What is Topic Modeling Topic Modeling is how the machine collect a group of words within a document to build ‘topic’ which contain group of words with similar dependencies. With Topic models (or topic modeling, or topic model, its just the same) methods we can organize, understand and summarize large collections of textual information. It helps in:

Discovering hidden topical patterns that are present across the collection
Annotating documents according to these topics
Using these annotations to organize, search and summarize texts

In a business approach, topic modeling power for discovering hidden topics can help the organization to understand better about their customer feedback’s So that they can concentrate on those issues customer’s are facing. It also can summarize text for company’s meetings. A high-quality meeting document can enable users to recall the meeting content efficiently. Topic tracking and detection can also use to build a recommender system.

There are many techniques that are used to obtain topic models, namely: Latent Dirichlet Allocation (LDA), Latent Semantic Analysis (LSA), Correlated Topic Models (CTM), and TextRank. In this study, we will focus to implement LDA algorithm to build topic model with tidytext and textmineR package. Not only building model, we will also evaluate the goodness of fit of the model using some metrics like R-squared or log-likelihood. There are also some metrics like coherence and prevalence to measure the quality of topics.

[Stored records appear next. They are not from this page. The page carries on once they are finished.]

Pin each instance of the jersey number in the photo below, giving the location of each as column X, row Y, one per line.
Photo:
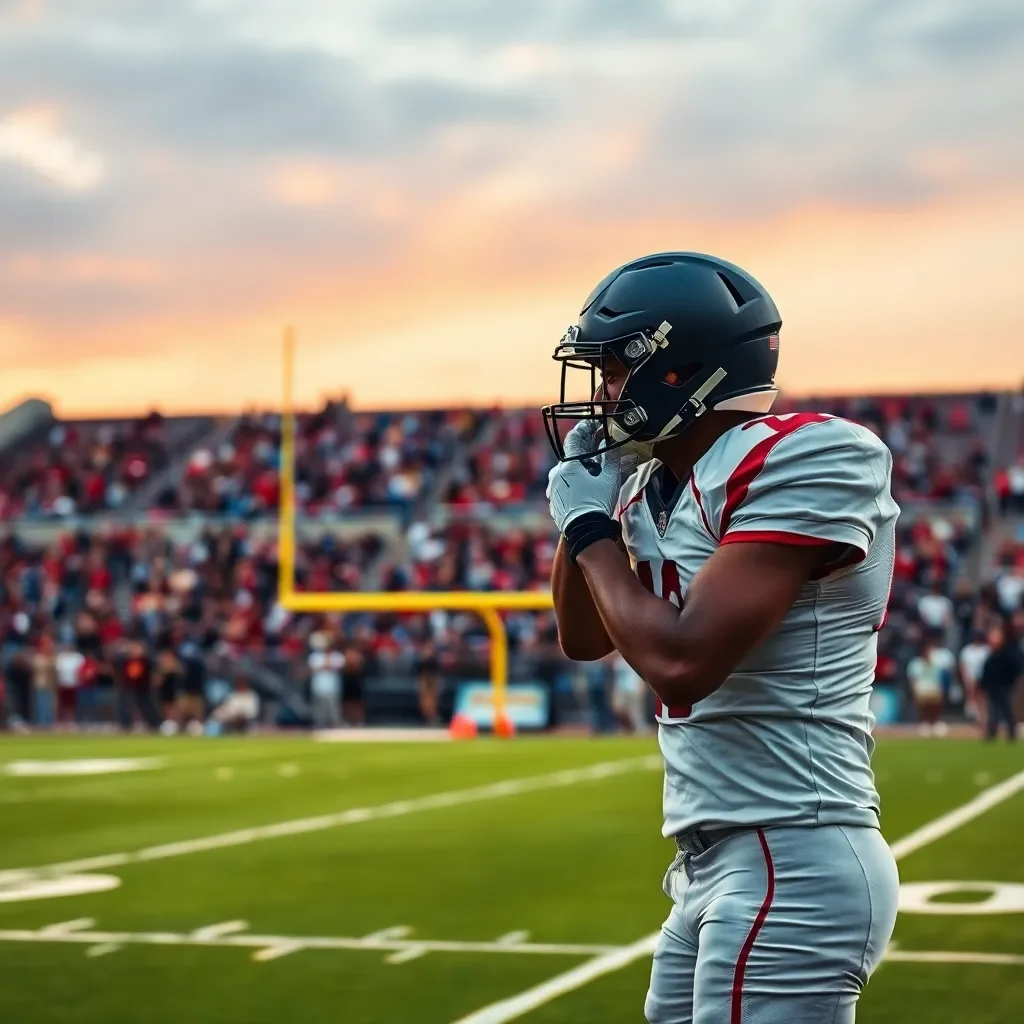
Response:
column 672, row 592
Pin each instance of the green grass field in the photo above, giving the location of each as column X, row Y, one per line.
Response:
column 523, row 881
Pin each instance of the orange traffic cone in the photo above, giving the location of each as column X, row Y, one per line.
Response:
column 462, row 727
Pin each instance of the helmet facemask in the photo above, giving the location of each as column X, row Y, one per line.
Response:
column 624, row 422
column 621, row 421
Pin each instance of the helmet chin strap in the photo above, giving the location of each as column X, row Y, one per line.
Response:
column 756, row 401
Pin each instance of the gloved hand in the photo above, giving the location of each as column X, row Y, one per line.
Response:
column 591, row 485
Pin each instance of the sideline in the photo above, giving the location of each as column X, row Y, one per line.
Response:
column 507, row 1010
column 355, row 815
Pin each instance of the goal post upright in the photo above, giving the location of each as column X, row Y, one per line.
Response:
column 487, row 605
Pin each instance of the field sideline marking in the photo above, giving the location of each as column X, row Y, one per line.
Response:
column 517, row 1006
column 355, row 815
column 231, row 933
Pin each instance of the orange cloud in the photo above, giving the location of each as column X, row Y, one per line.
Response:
column 470, row 307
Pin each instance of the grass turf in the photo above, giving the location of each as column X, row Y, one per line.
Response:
column 573, row 864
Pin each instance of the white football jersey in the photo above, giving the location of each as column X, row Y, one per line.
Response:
column 786, row 739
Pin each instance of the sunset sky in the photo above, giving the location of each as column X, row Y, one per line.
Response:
column 428, row 188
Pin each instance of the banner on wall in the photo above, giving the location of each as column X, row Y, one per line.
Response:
column 525, row 704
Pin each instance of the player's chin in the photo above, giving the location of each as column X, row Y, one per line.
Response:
column 641, row 451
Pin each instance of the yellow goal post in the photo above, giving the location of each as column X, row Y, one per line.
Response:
column 486, row 604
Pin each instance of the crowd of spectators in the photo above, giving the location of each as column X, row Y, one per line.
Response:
column 507, row 465
column 134, row 626
column 81, row 468
column 344, row 461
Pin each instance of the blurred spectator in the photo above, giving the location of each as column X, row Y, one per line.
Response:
column 325, row 682
column 353, row 686
column 972, row 662
column 18, row 688
column 999, row 676
column 86, row 467
column 926, row 675
column 239, row 711
column 428, row 670
column 629, row 696
column 69, row 665
column 935, row 607
column 168, row 677
column 44, row 682
column 135, row 697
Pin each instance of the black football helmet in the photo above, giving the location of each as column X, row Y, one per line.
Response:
column 693, row 332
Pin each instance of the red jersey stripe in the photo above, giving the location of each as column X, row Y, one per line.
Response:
column 699, row 501
column 736, row 1016
column 774, row 537
column 745, row 473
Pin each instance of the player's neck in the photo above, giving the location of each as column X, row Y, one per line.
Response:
column 680, row 454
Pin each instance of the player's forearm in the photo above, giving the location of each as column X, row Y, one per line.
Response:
column 645, row 630
column 581, row 632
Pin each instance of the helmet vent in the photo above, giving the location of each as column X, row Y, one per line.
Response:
column 733, row 291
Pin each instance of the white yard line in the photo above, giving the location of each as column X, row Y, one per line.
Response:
column 394, row 941
column 956, row 818
column 510, row 1009
column 507, row 1010
column 356, row 815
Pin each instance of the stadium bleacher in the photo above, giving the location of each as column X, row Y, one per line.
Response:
column 168, row 539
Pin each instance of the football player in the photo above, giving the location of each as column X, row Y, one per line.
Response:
column 740, row 562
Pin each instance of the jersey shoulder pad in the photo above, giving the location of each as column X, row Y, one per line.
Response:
column 806, row 475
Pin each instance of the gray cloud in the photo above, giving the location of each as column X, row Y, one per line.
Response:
column 544, row 20
column 233, row 96
column 742, row 110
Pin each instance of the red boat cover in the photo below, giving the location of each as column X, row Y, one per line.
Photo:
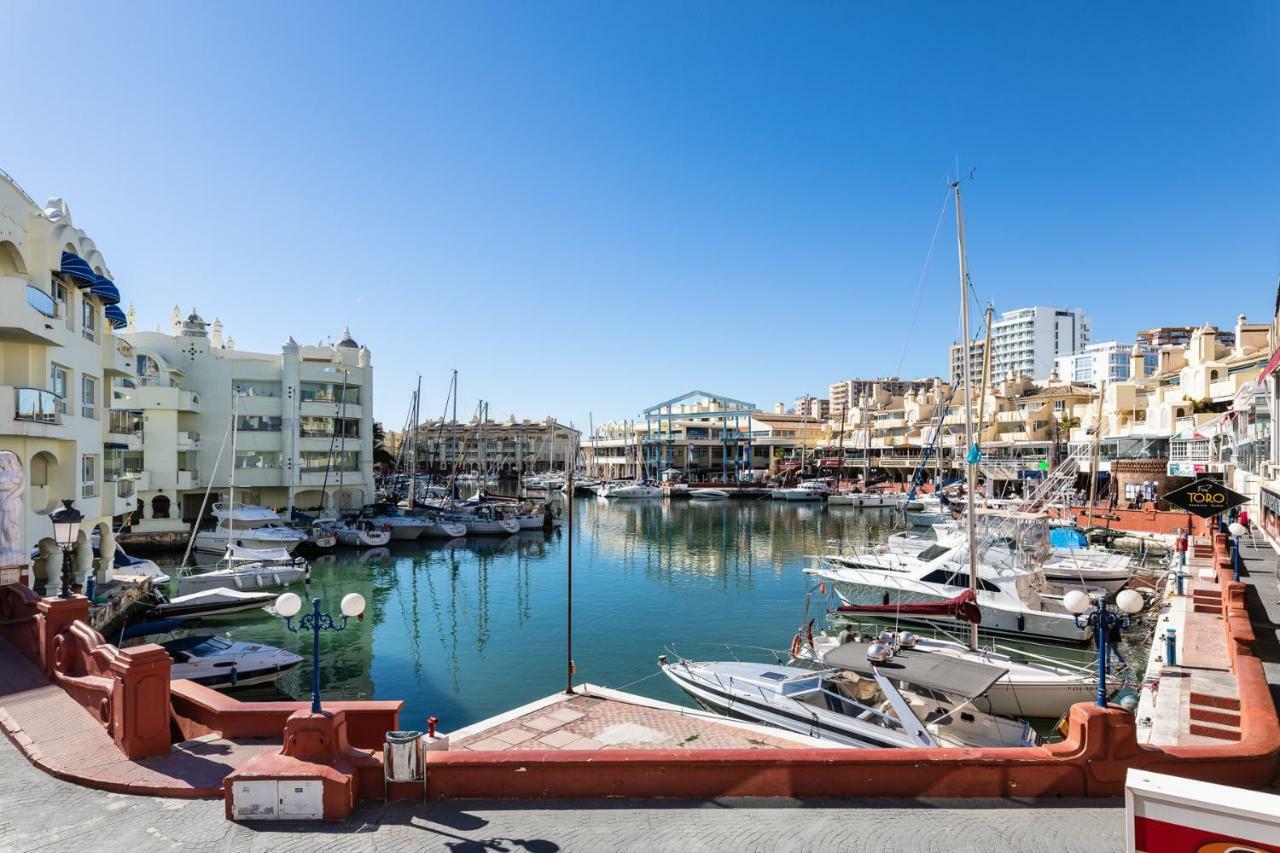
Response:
column 963, row 607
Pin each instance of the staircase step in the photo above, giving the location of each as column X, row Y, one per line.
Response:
column 1210, row 730
column 1217, row 717
column 1211, row 701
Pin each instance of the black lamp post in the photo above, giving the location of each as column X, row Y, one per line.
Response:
column 65, row 532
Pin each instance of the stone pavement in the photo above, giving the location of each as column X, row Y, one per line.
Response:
column 65, row 740
column 44, row 813
column 1261, row 570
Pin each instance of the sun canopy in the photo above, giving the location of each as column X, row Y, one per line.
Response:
column 76, row 267
column 941, row 673
column 105, row 290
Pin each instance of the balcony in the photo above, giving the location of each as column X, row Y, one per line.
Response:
column 119, row 359
column 28, row 315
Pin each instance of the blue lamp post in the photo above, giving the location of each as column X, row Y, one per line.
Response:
column 1104, row 617
column 288, row 606
column 1237, row 530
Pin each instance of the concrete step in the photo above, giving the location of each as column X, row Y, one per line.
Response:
column 1225, row 719
column 1210, row 730
column 1215, row 701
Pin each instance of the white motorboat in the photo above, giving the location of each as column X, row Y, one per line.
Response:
column 219, row 662
column 708, row 495
column 891, row 701
column 1027, row 688
column 629, row 491
column 360, row 533
column 131, row 566
column 403, row 527
column 209, row 602
column 247, row 569
column 808, row 491
column 250, row 527
column 1010, row 598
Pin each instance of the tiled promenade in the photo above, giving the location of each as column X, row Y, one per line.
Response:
column 48, row 815
column 63, row 739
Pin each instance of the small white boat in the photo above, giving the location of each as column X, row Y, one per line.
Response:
column 867, row 697
column 248, row 569
column 250, row 527
column 629, row 491
column 360, row 533
column 209, row 602
column 1027, row 688
column 708, row 495
column 219, row 662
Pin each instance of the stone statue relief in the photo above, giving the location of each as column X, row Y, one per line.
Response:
column 12, row 553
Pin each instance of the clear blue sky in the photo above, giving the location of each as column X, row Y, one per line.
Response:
column 597, row 206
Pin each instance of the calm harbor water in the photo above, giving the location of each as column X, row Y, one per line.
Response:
column 469, row 629
column 472, row 628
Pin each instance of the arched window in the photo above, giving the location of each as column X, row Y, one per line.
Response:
column 10, row 260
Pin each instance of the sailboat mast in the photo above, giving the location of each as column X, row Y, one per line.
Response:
column 231, row 507
column 972, row 455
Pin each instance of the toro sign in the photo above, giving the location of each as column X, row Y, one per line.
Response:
column 1205, row 498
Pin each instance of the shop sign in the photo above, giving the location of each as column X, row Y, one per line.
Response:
column 1205, row 498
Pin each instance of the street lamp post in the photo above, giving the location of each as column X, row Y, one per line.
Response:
column 1237, row 530
column 288, row 606
column 65, row 532
column 1102, row 617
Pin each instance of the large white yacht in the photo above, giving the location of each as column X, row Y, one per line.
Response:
column 250, row 527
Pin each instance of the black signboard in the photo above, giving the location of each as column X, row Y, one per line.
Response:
column 1205, row 498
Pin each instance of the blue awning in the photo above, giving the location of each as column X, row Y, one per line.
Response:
column 76, row 267
column 105, row 290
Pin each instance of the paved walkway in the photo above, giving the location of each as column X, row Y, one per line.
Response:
column 604, row 719
column 65, row 740
column 1261, row 570
column 42, row 813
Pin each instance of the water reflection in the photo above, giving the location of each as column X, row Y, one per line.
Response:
column 469, row 628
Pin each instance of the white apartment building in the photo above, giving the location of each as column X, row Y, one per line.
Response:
column 1027, row 342
column 1105, row 361
column 304, row 424
column 58, row 355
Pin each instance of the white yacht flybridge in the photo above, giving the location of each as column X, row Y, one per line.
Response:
column 248, row 527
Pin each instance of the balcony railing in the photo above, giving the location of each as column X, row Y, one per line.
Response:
column 37, row 405
column 41, row 301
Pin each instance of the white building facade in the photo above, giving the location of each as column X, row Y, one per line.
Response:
column 1028, row 342
column 304, row 425
column 58, row 356
column 1106, row 361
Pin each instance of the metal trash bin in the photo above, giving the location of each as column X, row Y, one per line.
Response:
column 402, row 756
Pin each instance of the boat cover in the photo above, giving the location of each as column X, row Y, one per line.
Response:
column 941, row 673
column 963, row 607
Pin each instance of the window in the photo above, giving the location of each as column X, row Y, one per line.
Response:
column 58, row 379
column 319, row 461
column 329, row 392
column 88, row 475
column 257, row 460
column 257, row 388
column 259, row 423
column 315, row 427
column 88, row 319
column 88, row 397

Load these libraries in your working machine:

# data wrangling
library(dplyr)
library(tidyr)
library(lubridate)
# visualization
library(ggplot2)
# dealing with text
library(textclean)
library(tm)
library(SnowballC)
library(stringr)
# topic model
library(tidytext)
library(topicmodels)
library(textmineR)

Topic Model

From the introduction above we know that there are several ways to do topic model. In this study, we will use the LDA algorithm. LDA is a mathematical model that is used to find a mixture of words to each topic, also determine the mixture of topics that describe each document. LDA answer these following principles of topic modeling:

Every document is a mixture of topics. We imagine that each document may contain words from several topics in particular proportions. For example, in a two-topic model we could say “Document 1 is 90% topic A and 10% topic B, while Document 2 is 30% topic A and 70% topic B.” This also can be symbolized as Θ theta
Every topic is a mixture of words. For example, we could imagine a two-topic model of American news, with one topic for “politics” and one for “entertainment.” The most common words in the political topic might be “President”, “Congress”, and “government”, while the entertainment topic may be made up of words such as “movies”, “television”, and “actor”. Importantly, words can be shared between topics; a word like “budget” might appear in both equally. This also can be symbolized as Φ phi

We will use two packages: tidytext including tidymodels package and textmineR. Tidytext package build topic model easily and they provide a method for extracting the per-topic-per-word probabilities, called β (“beta”), from the model. But they don’t provide metrics to calculate the goodness of model like textmineR do.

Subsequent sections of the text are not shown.